Top This Bitches

Took a novice out for a day of adventure and the master didn't disappoint this time out. The day before I scouted the same river looking for players and I found some, but they were spread out. This would be the first time this person would be fishing for steelhead. I told him to be ready early like 5:30A.M and I didn't care if he wanted to sleep some more on the way to the river. No wanting to spend a ton of money on gear he bought the cheapest pair of wader on the market - Flo-lites from Dick's at a bargain basement price of $14.99. Rubber hippers are basically useless because of the shale rocks. One wrong step and it was a cold early morning dunk. That would fishing tough, even when the water is low. So I settled on one spot where one could fish off the bank without plunging into some dark hole.

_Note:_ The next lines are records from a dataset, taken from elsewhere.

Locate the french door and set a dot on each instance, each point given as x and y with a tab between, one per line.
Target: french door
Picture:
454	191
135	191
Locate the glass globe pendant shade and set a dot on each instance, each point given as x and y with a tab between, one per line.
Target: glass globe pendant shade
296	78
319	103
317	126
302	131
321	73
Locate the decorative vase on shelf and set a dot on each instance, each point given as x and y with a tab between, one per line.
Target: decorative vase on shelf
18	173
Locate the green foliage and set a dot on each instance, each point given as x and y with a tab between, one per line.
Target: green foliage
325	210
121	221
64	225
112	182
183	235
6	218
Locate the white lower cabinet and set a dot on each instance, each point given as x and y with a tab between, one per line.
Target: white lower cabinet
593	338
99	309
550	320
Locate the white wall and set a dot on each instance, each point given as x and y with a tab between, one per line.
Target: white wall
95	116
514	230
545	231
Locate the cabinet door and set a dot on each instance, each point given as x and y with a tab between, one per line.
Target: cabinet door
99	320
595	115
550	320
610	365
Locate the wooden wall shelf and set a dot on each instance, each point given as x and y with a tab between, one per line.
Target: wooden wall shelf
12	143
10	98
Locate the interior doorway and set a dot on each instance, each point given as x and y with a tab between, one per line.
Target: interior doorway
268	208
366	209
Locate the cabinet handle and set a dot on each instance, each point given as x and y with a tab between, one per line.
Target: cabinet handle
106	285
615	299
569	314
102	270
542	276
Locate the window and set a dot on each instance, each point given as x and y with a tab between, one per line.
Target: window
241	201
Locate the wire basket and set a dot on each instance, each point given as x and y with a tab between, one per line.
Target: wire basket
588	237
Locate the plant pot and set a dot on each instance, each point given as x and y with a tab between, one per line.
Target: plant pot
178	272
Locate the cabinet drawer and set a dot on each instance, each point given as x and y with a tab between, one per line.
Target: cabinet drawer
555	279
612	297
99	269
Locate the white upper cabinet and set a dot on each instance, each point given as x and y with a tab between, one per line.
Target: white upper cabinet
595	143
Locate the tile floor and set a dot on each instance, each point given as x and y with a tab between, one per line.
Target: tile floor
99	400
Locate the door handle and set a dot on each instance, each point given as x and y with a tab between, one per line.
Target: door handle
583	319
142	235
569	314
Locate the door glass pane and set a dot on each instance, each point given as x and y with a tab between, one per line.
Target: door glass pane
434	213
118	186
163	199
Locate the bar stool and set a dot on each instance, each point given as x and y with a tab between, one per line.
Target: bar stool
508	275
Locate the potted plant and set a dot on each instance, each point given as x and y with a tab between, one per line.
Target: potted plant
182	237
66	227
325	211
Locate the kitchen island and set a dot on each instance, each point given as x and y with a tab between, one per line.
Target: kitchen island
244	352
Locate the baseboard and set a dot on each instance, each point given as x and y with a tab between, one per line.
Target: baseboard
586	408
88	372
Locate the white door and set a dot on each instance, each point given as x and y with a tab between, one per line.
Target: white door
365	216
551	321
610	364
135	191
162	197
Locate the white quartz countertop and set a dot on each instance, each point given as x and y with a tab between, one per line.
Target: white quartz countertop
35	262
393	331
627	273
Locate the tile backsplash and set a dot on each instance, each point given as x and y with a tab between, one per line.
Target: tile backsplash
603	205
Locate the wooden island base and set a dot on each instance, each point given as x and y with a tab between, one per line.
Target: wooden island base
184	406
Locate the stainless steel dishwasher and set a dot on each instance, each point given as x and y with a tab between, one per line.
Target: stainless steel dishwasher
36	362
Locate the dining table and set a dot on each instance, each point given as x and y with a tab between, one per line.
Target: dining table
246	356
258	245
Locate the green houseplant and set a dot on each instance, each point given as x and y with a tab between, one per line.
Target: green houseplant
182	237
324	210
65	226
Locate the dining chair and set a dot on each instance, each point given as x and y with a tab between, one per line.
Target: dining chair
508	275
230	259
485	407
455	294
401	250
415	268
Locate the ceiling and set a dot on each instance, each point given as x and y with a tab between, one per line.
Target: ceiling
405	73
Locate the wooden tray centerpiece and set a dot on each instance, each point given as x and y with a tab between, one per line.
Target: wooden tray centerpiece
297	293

The weather during the weekend was calling for sunny skies and temps in the upper 60s, perfect weather for newbies and fairweather steelheaders. I made the right call by fishing upstream, as most people were still under the impression that all of the fish were still low. We arrived at first light and pretty well had the section to ourselves. With a jar full of juicy uncured King eggs, I felt confident that we would spank some fish pretty good. I instructed my student on how to float fish, mend the line and set the hook. Past fishing experience was using those Zebco closed faced reels that today belong in a museum.
I hooked into several fish earlier in the morning and I decided to move from the "kiddie pool" down into bigger darker water. Fishing at first wasn't that eventful, as I continued to be the chub master hooking into several trophy sized ones. I felt the temptation to see how far I could punt them across the river into the cliff, but the novice scolded me. I scoffed that chubs rank somewhere between hemorrhoids and the Cleveland Browns.

Once I rid the pool of chubs, I was showing of how to read water and where to cast. I watched he cast out right along the seam. At first I thought he cast too far out, but I didn't say anything. I was instructing him on how to mend the line, when the float shot under. He set the hook and the rod throbbed hard, a sign of a big fish. I had the drag set pretty loose and told him to keep the fish in the current high so to wear him out. He kept cranking away, being mindful to keep the rod high and tight. I gradually tighten the drag and got a glimpse of the fish - a large beefy male. Even though it was very large fish, it didn't really fight all that hard. I had him guide the fish into slack water and I muttered "hoooooly fuck, that's a tank" As I guided the fish towards the shore the line snapped and I quickly grabbed the fish. I struggled to control it and basically trapped it in my legs and sticking my finger in the gills. My legs were shaking and he was stunned at the size of it. I hauled it out of the water and this fish was over 30" and probably weighted more than 12lbs - an impressive specimen by Steelhead Alley standards. I took some money shots and I was truly impressed as she handled it like a pro. Not once did he panic, screamed for help or tried to hand me the rod.

The novice pretty well had the hang of it as I didn't even need to watch him anymore. Then all of the sudden I hear him yell out that he hooked into a fish. I watched to see a huge fish leap out of the water and this time it tested him. By now we had worn the path along the bank into a trough of mud. He guided it into the slack water it was a fat hen. The master himself was not to be out done, as I hooked into several fat pigs.

In all of my years fishing Steelhead Alley, I've never had a day where I hooked into so many large fish. Most of the time, it's those "cookie cutter" steelhead - 25" and 4lbs and sometimes a 10 pounder gets thrown in. I thanked the fishing gods for taking care of her and giving the both us great day.